Dr. Moore has extensive experience in the
academic, research, business, and government arenas of science
and technology. He is an expert in gradient-index optics,
computer-aided design, and the manufacture of optical systems.
He has advised more than 50 graduate thesis students. In
1993, Dr. Moore began a one-year appointment as Science
Advisor to Senator John D. Rockefeller IV of West Virginia.
He also chaired the successful Hubble Independent Optical
Review Panel organized in 1990 to determine the correct
prescription of the Hubble Space Telescope. In addition,
Dr. Moore is the founder and former president of Gradient
Lens Corporation of Rochester, New York, the manufacturer
of the high-quality, low-cost Hawkeye boroscope.
Dr. Moore was elected to the National Academy
of Engineering in February 1998. He has been the recipient
of the Science and Technology Award of the Greater Rochester
Metro Chamber of Commerce (1992), the Distinguished Inventor
of the Year Award of the Rochester Intellectual Property
Law Association (1993), the Gradient-Index Award of the
Japanese Applied Physics Society (1993), and has received
an Honorary Doctor of Science degree from the University
of Maine (1995). Further, Dr. Moore received the National
Engineering Award of the American Association of Engineering
Societies and was designated the Engineer of the Year by
the Rochester Engineering Society, both in 1999. In 2001,
he received the Optical Society of America Leadership Award.
In 2005, he was named an honorary member of the Optical
Society of America (Rochester Chapter), and in 2006 Dr.

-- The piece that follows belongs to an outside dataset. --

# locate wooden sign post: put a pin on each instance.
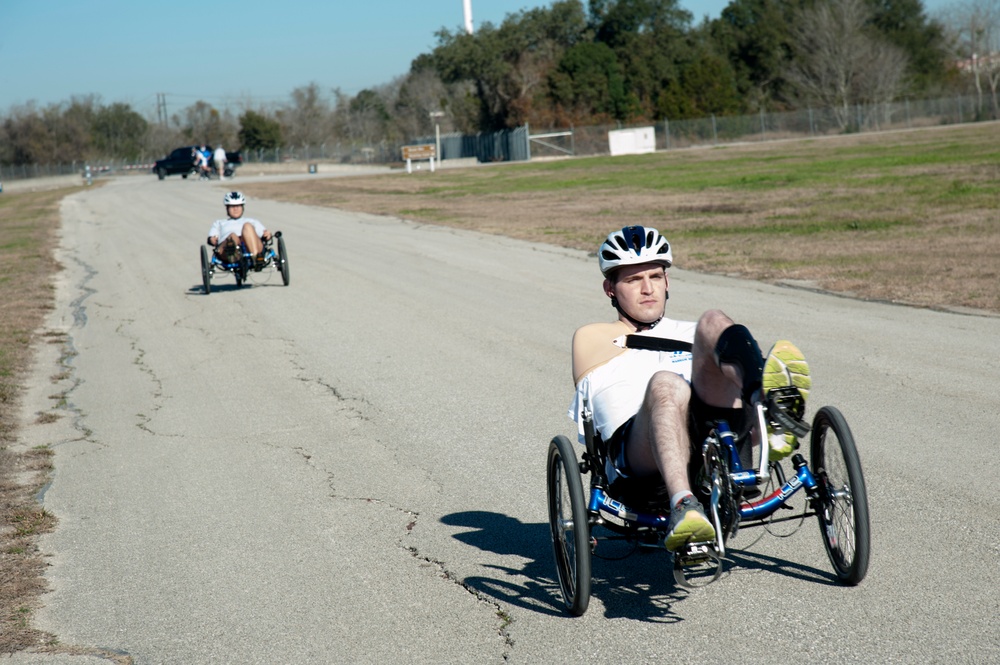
(421, 152)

Moore received the Gold Medal of The International Society
for Optical Engineering (SPIE).
Research
Professor Moore's major areas of research are in gradient-index
materials, computer-aided design (including design for manufacturing
methods), the manufacture of optical systems, medical optics
(especially optics for minimally invasive surgery), and
optical instrumentation. His most recent Ph.D. thesis student
topics have been: very high efficiency solar cells; polymer
gradient index optics; built-in accommodation system for
the eye; terahertz imaging; generalized three-dimensional
index gradients; single-point diamond turning of glass;
design methods for gradient-index imaging systems; effect
of diffusion chemistry on gradient-index profiles formed
via sol-gel; quantitative phase imaging in scanning optical
microscopy; integration of the design and manufacture of
gradient-index optical systems; and interferometric characterization
of the chromatic dispersion of gradient-index glasses.